Sean may be intimately tied to these recordings, but he’s also made a personal choice to put himself out there. He cares deeply about this music, about the album and its contents. “It means a lot to me personally,” he says, before inhaling deeply. “To be honest, where we are at in global culture at the moment, maybe the fucking youth culture, the kids need to have John Lennon and The Beatles in their lives. I really do think that. I would say that about a bunch of other bands too. But that’s not my business really. It’s not up to me.”
“I think the world needs to remember my dad. I think it’s important. For right now, in time. He was bravely authentic. He really cut through all the bullshit, you know? And I don’t think that we can afford to forget about his music, at all right now. I think that it’s really important to make sure that his music comes out, and that everyone is given an opportunity to discover, or rediscover it. So yeah, it’s a pleasure for me.”
“It’s an important responsibility, I think, to make sure that the important music from the past is not lost on the new generation. I know that sounds silly, but I do think it’s impossible that those people in bands can be swallowed up by the sands of time, if you’re not careful. I do know a lot of kids… I meet kids that don’t know stuff! Stuff you think that they would know. I think that it’s important to give everyone an opportunity to keep that music alive and relevant because it is, but it’s only going to be if people have a chance to experience it. You’ve got to keep it out there. It’s very important.”
There are different ways of listening, though. ‘John Lennon / Plastic Ono Band’ has been given its Ultimate Edition packaging, something Sean instinctively prefers over the passivity of the streaming environment.
“That’s an interesting point,” he says. “It is passive. And it can be so passive that you just let the AI’s choose your playlist for you, which I think is honestly, something that I have an issue with. I don’t want to submit to the will of a machine. I want to tell the machine what to do. I don’t want my toaster telling me when it’s time to have toast. I’d like to decide when I want to make toast. I think that it’s the same for Spotify. I have never, ever, wanted Spotify to choose what I’m listening to. I don’t want Google to choose what search comes up.”
“I know that’s where they’re making all their money,” he adds. “I find it to be really dehumanizing. Why should I be told by a bunch of fucking robots what to think, or feel? I think it is a problem. It is a profound problem. It’s not just passive, it’s submissive. It’s subservient, man. All these fucking machines. They don’t even allow you to turn off every alert, on phones and Apple computers now, which I think is actually… it’s abusive, man.
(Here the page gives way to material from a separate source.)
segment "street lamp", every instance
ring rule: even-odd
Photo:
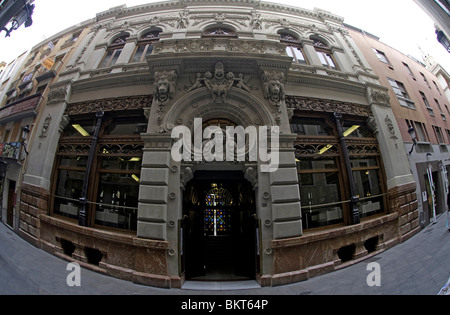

You should have the option, if you’re spending any money on a fucking machine, you should be able to turn it off. But you can’t! It’s always gonna tap you on the shoulder about something. That is not active. That is you being submissive to the fucking computer programme and I find it to be, at the heart of what’s wrong… or what’s going on with the world right now. It’s not better. It’s not improving your life. I’m against it. I think that you should go and buy records. I think you should choose, and not let some algorithm choose for you.”
Active not passive; creative, not subservient – Sean Ono Lennon’s rhetoric, and impassioned plea for individuality, and what resonates most deeply about our conversation. Think for yourself. Pay attention to what you’re being told. And keep listening to John Lennon – you might pick up a few things.